Non è ammessa l'esecuzione di lavoro a domicilio per le attività per
le quali vengono utilizzate sostanze tossiche o nocive per la salute e l'incolumità del lavoratore e dei suoi
familiari.
Gli obblighi che hanno i datori di lavoro sono i seguenti:
I datori di lavoro che intendano commissionare lavoro a
domicilio, sono tenuti per
legge ad iscriversi in un apposito "registro dei committenti", presso l'Ufficio
Provinciale del lavoro e della massima occupazione di ogni provincia nella quale
vogliano distribuire il lavoro.
Per l'esecuzione di lavori al di fuori della propria
azienda, l'imprenditore è obbligato a
tenere un apposito registro, sul quale devono essere trascritti il nominativo ed il relativo
domicilio dei lavoratori esterni all'unità produttiva, nonchè l'indicazione del tipo e della
quantità del lavoro da eseguire e la misura della retribuzione. Tale registro deve essere a pagine numerate e, previamente al suo
utilizzo, vidimato
da parte dell'Ispettorato del Lavoro provinciale.

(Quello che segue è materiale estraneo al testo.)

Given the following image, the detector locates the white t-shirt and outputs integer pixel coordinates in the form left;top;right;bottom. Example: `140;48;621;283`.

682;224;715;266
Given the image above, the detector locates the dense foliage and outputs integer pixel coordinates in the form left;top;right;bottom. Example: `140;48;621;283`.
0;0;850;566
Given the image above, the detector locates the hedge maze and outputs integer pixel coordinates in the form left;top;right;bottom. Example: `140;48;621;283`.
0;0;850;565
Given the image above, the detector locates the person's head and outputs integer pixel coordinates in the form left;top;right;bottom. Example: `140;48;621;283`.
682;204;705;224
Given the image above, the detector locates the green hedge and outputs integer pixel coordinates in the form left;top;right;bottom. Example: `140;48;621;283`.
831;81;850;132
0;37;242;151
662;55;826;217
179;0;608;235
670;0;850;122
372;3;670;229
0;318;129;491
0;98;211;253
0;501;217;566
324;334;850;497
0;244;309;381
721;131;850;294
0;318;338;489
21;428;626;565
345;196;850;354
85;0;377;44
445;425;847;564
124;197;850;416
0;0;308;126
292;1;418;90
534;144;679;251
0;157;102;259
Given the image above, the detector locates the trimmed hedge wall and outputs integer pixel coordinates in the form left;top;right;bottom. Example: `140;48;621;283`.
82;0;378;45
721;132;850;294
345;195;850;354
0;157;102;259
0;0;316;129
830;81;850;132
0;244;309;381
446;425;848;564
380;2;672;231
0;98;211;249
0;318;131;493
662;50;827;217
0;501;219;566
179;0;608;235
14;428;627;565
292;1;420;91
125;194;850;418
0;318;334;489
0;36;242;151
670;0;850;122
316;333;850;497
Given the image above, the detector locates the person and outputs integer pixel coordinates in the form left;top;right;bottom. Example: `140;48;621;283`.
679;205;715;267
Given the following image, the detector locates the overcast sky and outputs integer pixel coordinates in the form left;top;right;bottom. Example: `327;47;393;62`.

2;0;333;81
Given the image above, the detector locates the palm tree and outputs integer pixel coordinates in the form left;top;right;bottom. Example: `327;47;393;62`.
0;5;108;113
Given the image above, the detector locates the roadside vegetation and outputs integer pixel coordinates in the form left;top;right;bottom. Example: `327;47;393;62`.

Le commissioni di controllo per il lavoro a domicilio sono istituite a livello
regionale, provinciale e comunale.
Il livello regionale viene istituito con decreto del direttore dell'Ufficio
Regionale del Lavoro e della Massima Occupazione, mentre quelle a livello provinciale e comunale con decreto del direttore dell'Ufficio Provinciale del Lavoro e della
M.O.
La commissione a livello comunale può essere istituita presso le circoscrizioni per
l'impiego su richiesta delle organizzazioni sindacali dei lavoratori più
rappresentative.
Le commissioni hanno diversi compiti a seconda del loro livello territoriale di
competenza e sono composte in questo modo:
Commissione Regionale: dal capo dell'Ispettorato regionale del
lavoro; da quattro rappresentanti delle associazioni degli imprenditori e da sei
rappresentanti dei lavoratori designati dalle rispettive organizzazioni sindacali che
facciano parte del consiglio nazionale dell'economia e del lavoro, avendo riguardo
alla effettiva rappresentatività in sede regionale;
da tre rappresentanti della regione, eletti dal consiglio
regionale, con
rappresentanza della minoranza.
I membri di tale commissione durano in carica per tre anni e sono chiamati a decidere sui
ricorsi avversi a provvedimenti di iscrizione o cancellazione nel registro dei committenti il
lavoro a domicilio entro 30 giorni dalla notifica del ricorso, oltre a dovere coordinare l'attività
delle commissioni provinciali del territorio regionale.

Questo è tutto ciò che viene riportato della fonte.